Take Ernst Zündel (please). This 65-year-old, a German who has lived in the United States and Canada since 1958, is a Holocaust denier. He is the author of "The Hitler We Loved and Why." He associates with white supremacists. He is a nazi-lover and a Jew-baiter. He gives me the creeps.
And everyone with the slightest respect for free speech should come to his defense.
As I write this, Zündel is on a transatlantic plane, being deported from Canada to Germany. It's an episode more befitting a banana republic with kangaroo courts than a high-minded Western democracy. You see, Zündel has no criminal record. The Canadians decided to kick him out because they don't like what he thinks and says. His writing has long been a thorn in the side of the bien pensants up North, and after 9/11, those folks finally found a way to remove their pesky resident: by using the new "Security Certificate Law." Reminiscent of the shady doings that pass for justice in Franz Kafka's "The Trial," that law allows the government to imprison terrorism suspects without charge, based on secret evidence that does not have to be disclosed to the suspect or his legal counsel.
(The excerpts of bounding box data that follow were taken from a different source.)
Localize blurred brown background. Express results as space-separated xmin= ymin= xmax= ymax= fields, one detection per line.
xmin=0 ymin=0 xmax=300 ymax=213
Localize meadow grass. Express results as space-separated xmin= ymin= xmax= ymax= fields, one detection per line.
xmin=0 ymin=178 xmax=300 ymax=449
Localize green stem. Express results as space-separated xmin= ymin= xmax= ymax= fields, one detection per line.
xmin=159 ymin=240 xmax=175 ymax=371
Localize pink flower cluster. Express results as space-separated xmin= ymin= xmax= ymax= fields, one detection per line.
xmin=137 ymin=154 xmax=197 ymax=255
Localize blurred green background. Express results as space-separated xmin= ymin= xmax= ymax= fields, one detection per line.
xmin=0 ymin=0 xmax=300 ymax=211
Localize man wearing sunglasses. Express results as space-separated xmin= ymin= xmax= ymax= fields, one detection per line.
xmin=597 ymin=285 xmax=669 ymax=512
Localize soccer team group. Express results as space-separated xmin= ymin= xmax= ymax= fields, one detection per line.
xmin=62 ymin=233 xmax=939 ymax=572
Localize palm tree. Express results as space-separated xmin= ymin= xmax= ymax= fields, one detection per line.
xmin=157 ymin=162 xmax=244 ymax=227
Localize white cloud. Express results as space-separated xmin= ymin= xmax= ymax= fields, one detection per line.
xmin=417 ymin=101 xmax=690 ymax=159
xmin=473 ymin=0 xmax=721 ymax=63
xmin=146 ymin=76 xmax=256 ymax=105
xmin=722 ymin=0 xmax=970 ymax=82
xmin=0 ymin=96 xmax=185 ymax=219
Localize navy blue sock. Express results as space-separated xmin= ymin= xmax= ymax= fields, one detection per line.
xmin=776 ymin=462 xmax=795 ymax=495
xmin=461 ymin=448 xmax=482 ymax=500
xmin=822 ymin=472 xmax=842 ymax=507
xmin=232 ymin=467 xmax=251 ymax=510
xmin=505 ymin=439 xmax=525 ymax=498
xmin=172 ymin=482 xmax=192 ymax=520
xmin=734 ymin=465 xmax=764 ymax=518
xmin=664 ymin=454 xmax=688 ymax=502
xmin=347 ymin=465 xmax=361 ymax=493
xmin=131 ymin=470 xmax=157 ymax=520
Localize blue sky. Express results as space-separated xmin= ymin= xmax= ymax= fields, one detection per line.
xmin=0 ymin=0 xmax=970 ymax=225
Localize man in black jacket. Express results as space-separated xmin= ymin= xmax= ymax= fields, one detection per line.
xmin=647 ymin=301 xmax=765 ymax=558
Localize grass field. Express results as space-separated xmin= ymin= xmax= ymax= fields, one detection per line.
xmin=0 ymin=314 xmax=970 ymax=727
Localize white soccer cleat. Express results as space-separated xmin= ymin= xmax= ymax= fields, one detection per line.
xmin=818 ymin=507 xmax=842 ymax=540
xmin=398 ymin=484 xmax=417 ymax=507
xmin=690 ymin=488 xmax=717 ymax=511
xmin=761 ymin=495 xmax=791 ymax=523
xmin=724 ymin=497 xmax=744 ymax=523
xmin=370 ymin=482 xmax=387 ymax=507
It's a little like hiding a piñata in one room and giving a blindfolded kid a stick in the next room over. He can flail and hit away, but the whole exercise is necessarily doomed to failure. Zündel's lawyer told the Associated Press last week that a meaningful defense had been out of the question, because it's not known what he and his client were supposed to defend against.
It's disappointing to see my friends in the Great White North engage in such secretive nastiness, and I'm hardly consoled by the fact that the Germans won't behave any better. When Zündel's plane touches down in Europe, he'll go straight to jail. And why? Did he break any laws in Germany? Depends on whom you ask. German prosecutors have long been gunning for Zündel. Denying the Holocaust is a crime over there (which means Germany can imprison you for holding a kooky belief, so that a thought crime can indeed have dire consequences). That Zündel didn't commit this so-called crime on his Heimat's soil is a mere technicality to the German DAs. They argue that his website, while hosted in North America, can be accessed in Germany — which they consider reason enough to add months or years to the prolonged solitary confinement Zündel already underwent in Canada, awaiting trial.
All of this is puzzling, especially on Canada's part. It's a rude awakening to find the Canadian state so weak and osteoporotic that a single incorrigible jackass with a website was said to threaten it (threaten it so much, in fact, that the evidence against him had to remain secret). You'd think that Canadians would demand a little transparency from their justice system. You'd think that their courts could have just shrugged off Zündel's rantings, declining to turn him into a martyr instead of showering him in world-wide publicity. And you'd think that a judge with half a brain would understand that there's something ludicrous and unseemly about fighting a fascist by subjecting him to, well, fascism-by-another-name.


As in America, we Canadians have free speech, and liberty, exactly as far as we're allowed to by a government that believes it's job is not to serve us, but to rule us.